Ebbene, per me e per molti, La Frontiera (il libro di Alessandro uscito nemmeno quattro anni fa, nel novembre del 2015) ha già il sapore di un classico. Di un libro, cioè, che è necessario leggere per capire il tempo e lo spazio in cui viviamo: e anche per decidere da che parte stare. Già, perché è un libro che, a leggerlo, rende semplicemente impossibile l’indifferenza: quell’ «indifferentismo» che, diceva Piero Calamandrei, è l’esatto contrario di «resistenza». Perché la Frontiera non è un libro sulla migrazione, e non è nemmeno un libro sui migranti: ma è un libro dei migranti, e coi migranti. Cioè tessuto delle loro voci, costruito con loro: facendo costantemente reagire due umanità messe a nudo.
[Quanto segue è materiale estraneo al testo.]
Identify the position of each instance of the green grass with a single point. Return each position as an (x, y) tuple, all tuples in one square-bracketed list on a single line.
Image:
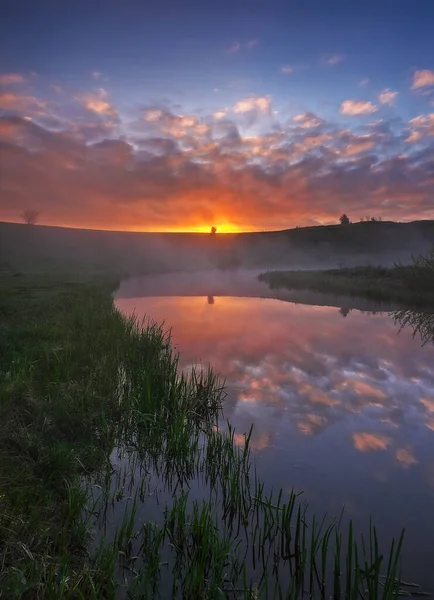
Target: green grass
[(79, 384), (410, 285)]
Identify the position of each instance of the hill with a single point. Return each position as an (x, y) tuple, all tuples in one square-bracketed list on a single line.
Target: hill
[(39, 248)]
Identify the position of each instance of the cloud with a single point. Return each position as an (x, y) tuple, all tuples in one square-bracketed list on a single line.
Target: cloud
[(405, 457), (22, 103), (11, 78), (357, 107), (423, 78), (178, 126), (387, 97), (170, 166), (237, 46), (334, 59), (364, 82), (307, 120), (286, 69), (421, 127), (259, 103), (97, 102), (370, 442)]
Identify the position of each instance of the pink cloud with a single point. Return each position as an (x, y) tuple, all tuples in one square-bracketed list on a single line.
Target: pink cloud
[(261, 103), (11, 78), (357, 107), (387, 97), (423, 78), (287, 69), (334, 59), (97, 102)]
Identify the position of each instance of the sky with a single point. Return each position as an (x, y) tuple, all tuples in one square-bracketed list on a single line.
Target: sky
[(246, 115)]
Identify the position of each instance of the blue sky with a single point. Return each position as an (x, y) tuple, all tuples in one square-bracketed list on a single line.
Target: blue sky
[(314, 99)]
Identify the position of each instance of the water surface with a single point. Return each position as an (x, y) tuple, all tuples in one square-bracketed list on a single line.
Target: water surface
[(341, 400)]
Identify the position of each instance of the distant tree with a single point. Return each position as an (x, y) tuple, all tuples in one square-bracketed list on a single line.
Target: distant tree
[(30, 217)]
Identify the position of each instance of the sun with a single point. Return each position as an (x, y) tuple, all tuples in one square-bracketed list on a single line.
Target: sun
[(224, 227)]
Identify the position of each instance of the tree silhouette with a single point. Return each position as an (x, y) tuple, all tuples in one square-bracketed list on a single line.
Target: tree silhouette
[(344, 220), (30, 217)]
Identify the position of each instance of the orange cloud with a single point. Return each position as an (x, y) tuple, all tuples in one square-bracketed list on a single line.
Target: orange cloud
[(423, 78), (357, 107), (370, 442)]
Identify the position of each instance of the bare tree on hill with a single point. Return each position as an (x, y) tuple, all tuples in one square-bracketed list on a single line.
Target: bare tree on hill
[(30, 217)]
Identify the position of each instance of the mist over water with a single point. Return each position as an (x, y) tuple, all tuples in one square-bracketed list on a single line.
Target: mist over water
[(341, 400)]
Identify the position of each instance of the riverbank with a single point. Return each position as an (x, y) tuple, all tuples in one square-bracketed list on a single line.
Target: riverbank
[(410, 286), (80, 385)]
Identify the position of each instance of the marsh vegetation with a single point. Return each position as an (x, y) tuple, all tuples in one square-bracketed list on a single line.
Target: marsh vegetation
[(409, 285), (104, 445)]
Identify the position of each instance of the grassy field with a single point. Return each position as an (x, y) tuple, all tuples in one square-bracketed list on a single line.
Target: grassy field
[(35, 248), (78, 383), (410, 285)]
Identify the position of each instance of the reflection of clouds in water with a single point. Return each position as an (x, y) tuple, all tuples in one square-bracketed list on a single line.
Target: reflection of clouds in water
[(304, 367), (368, 442)]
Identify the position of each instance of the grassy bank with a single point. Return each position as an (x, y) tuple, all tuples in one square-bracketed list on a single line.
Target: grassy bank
[(410, 285), (94, 417)]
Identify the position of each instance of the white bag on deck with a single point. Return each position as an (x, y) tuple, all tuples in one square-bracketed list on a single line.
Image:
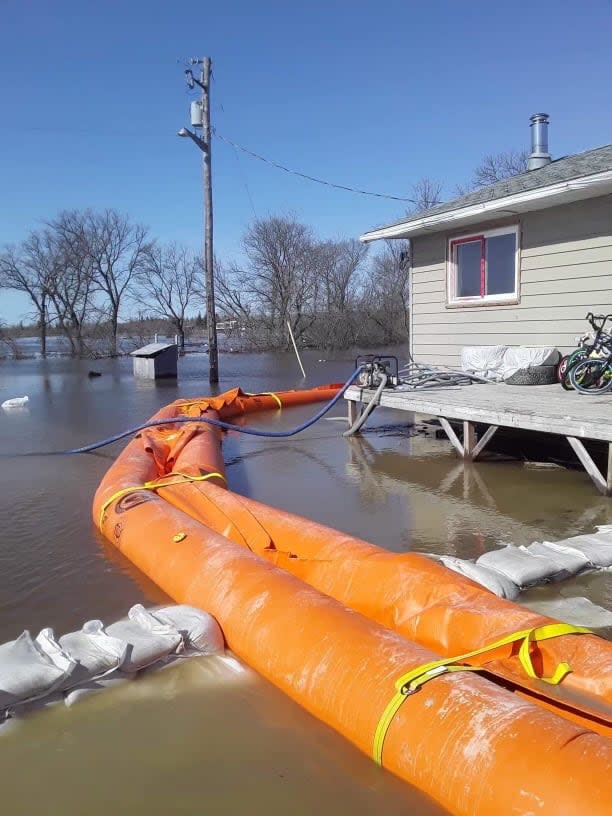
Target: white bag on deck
[(485, 361), (596, 549), (578, 611), (519, 565), (95, 652), (28, 672), (517, 358), (567, 562), (149, 641), (200, 631), (497, 583), (111, 680)]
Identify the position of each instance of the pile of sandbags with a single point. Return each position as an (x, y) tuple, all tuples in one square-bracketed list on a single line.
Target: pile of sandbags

L’ultimo capitolo si intitola Tutta la violenza del mondo. E parla di Caravaggio. Parla del Martirio di San Matteo, il grande quadro che Caravaggio dispone sulla parete destra, per chi guarda, della Cappella Contarelli in San Luigi dei Francesi a Roma. Un quadro di oltre quattrocento anni fa: che parla di noi.
In primo piano c’è un delitto, un fattaccio di cronaca nera in una chiesa di Roma. Un sicario, nudo, sta per sgozzare un vecchio prete, proprio sull’altare. Una folla assiste all’evento. Sono i benpensanti riuniti per la messa: ben vestiti eleganti, sicuri. Si ritraggono orripilati, ma non fanno nulla: non intervengono. Sono la zona grigia. La «gran massa inerte che lascia fare», nelle parole di Calamandrei e di Rosselli. In quella folla, nota Alessandro, tutti sappiamo che Caravaggio ha rappresentato se stesso.
«Caravaggio non fugge – scrive – guarda la vittima perché non può fare altro che stare dalla sua parte e vedere come va a finire ciò che si sta per compiere. Ha già intuito tutto, ma non interviene. Sa di non poter intervenire, di non poter fermare quella spada. La sua commiserazione è ancora più dolorosa, perché totalmente impotente. La lucida interpretazione dei fatti, e ancor più il genio dell’arte, non arrestano il massacro. Si può solo provare pietà. Dipingendo il proprio sguardo, Caravaggio definisce l’unico modo di poter guardare all’orrore del mondo. Stabilisce geometricamente la giusta distanza a cui collocarsi per fissare la bestia. Dentro la tela, manifestamente accanto alle cose, non fuori col pennello in mano. Eppure sa anche che tale sguardo è inefficace, non cambierà il corso delle cose». Ebbene, concludeva Alessandro: «Ora mi chiedo se lo sguardo di Caravaggio non sia anche il nostro sguardo nei confronti dei naufragi, dei viaggi dei migranti e soprattutto dalla violenza politica e economica che li genera. Nella migliore delle ipotesi, ovviamente. Quando cioè quello sguardo non è inquinato dall’apatia, dall’indifferenza, dallo stesso fastidio per l’oscenità della morte. Quando quello sguardo non è già, fin dal principio, connivente con la lama dell’aguzzino».
Alessandro Leogrande guarda tutta la violenza del mondo attraverso gli occhi di Caravaggio: perché è Caravaggio – coi suoi corpi vessati, torturati, mutilati, decapitati: violati senza speranza di resurrezione né di umana giustizia – a dire la verità sul rapporto tra i corpi e il potere. «L’arte – scriverà Michel Foucault – deve stabilire con la realtà un rapporto che non è più di ornamento, di imitazione, ma di messa a nudo, di smascheramento, di ripulitura, di scavo, di riduzione violenta alla dimensione elementare dell’esistenza». L’arte di Caravaggio, la scrittura di Alessandro Leogrande.